Tonight I added a new CSP – Content Security Policy to the demo.CiteIt.net website.
What are CSPs?
The basic idea behind CSPs (Content Security Policies) is that security can be improved if the webserver is configured to tell visitors’ web browsers to only accept files from approved sources. The policy can also specify specific types of actions that can take place, such as whether popups are allowed and whether the site can be accessed over unsecured HTTP (rather than HTTPS).
One of the benefits of applying a CSP to a website is that a public user adding a new sample post would be prevented from embedding a malicious script from a remote source.

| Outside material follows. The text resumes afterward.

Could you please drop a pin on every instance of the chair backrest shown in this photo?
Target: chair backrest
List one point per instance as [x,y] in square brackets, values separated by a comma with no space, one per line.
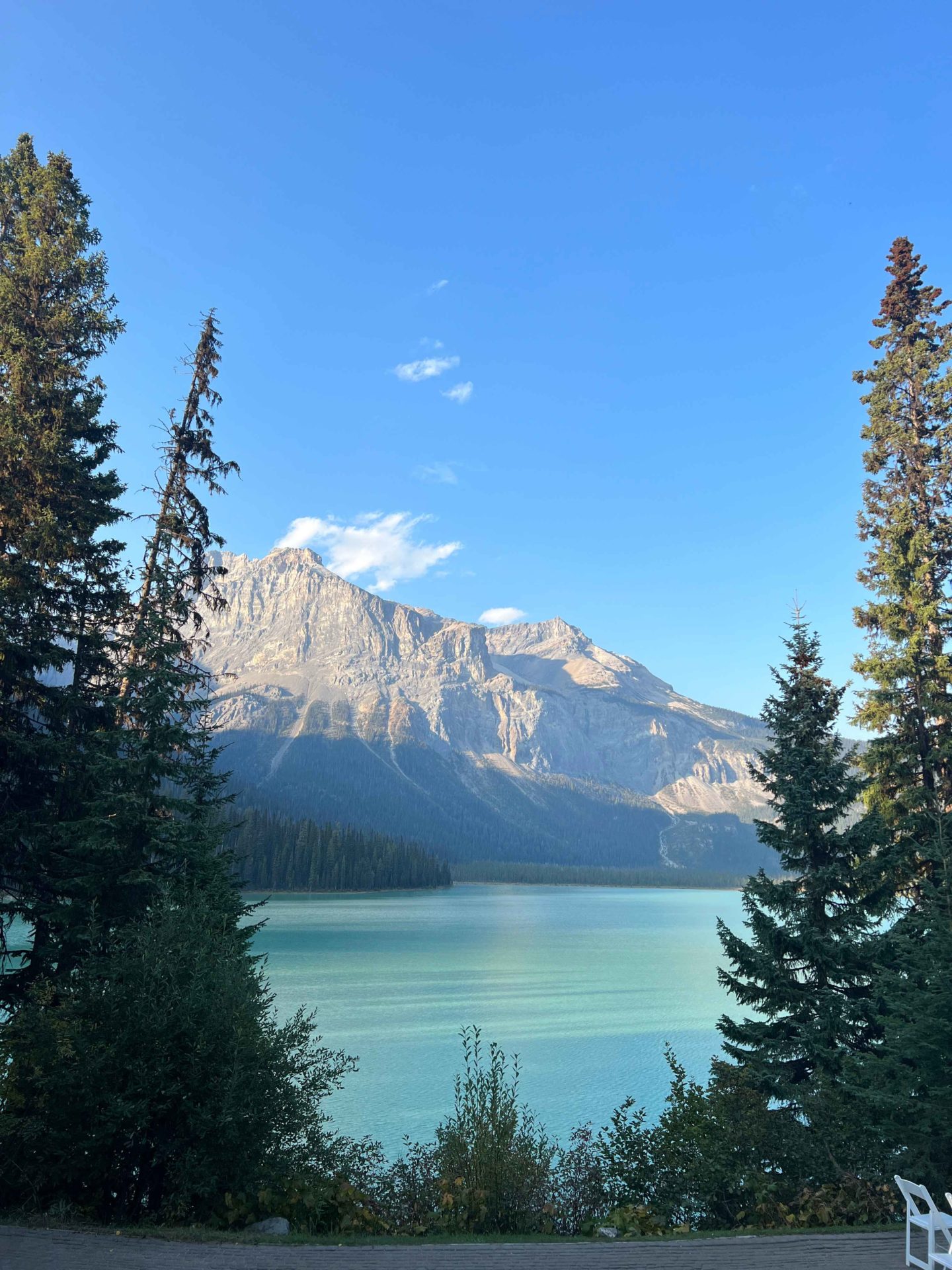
[943,1222]
[913,1191]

Or more accurately, web visitors who view a page with an embedded malicious script would be instructed by the webserver not to load this remote script, even if it were successfully injected into the page.
Allowed:
<script src="https://demo.citeit.net/my/script.js" />
Forbidden:
<script src="https://evil.attacker.com/bad/script.js" />
Because my CSP defines a set of rules that only allows scripts from self, the web server will instruct the browser not to load the malicious remote script.
Apache .htaccess Configuration
These instructions are set by configuring the web server, which in my case is Apache.
Here’s some basic .htaccess code for Apache:
<IfModule mod_headers.c>
Header Content-Security-Policy-Report-Only:
default-src 'self';
script-src 'self' ajax.googleapis.com;
style-src 'self';
img-src 'self';
font-src fonts.googleapis.com, fonts.gstatic.com;
connect-src 'self'; media-src www.youtube.com;
object-src 'none';
prefetch-src read.citeit.net, fonts.googleapis.com, fonts.gstatic.com;
child-src 'self' www.youtube.com;
frame-src 'self' www.youtube.com; worker-src 'none';
frame-ancestors 'self';
form-action 'self';
upgrade-insecure-requests;
block-all-mixed-content;
sandbox allow-forms allow-same-origin allow-scripts allow-popups;
reflected-xss block; base-uri 'self';
manifest-src 'none';
report-uri https://demociteitnet.report-uri.com/r/d/csp/enforce
Header set X-Content-Type-Options nosniff
Header set X-Frame-Options DENY
</IfModule>
Tightening up Permissions Further:
It is possible to tighten up security further by having the javascript only run a script whose content matches a hash. You see this often with CDNs:
<script src="https://code.jquery.com/jquery-2.1.4.min.js"
integrity="sha384-R4/ztc4ZlRqWjqIuvf6RX5yb/v90qNGx6fS48N0tRxiGkqveZETq72KgDVJCp2TC"
crossorigin="anonymous"></script>
This technique allows the website author to include a remote script from a CDN without worrying that the contents of the script (in this case jQuery) will change. Adding the integrity check prevents the visitor from loading a malicious copy of the script, should the jQuery website get hacked.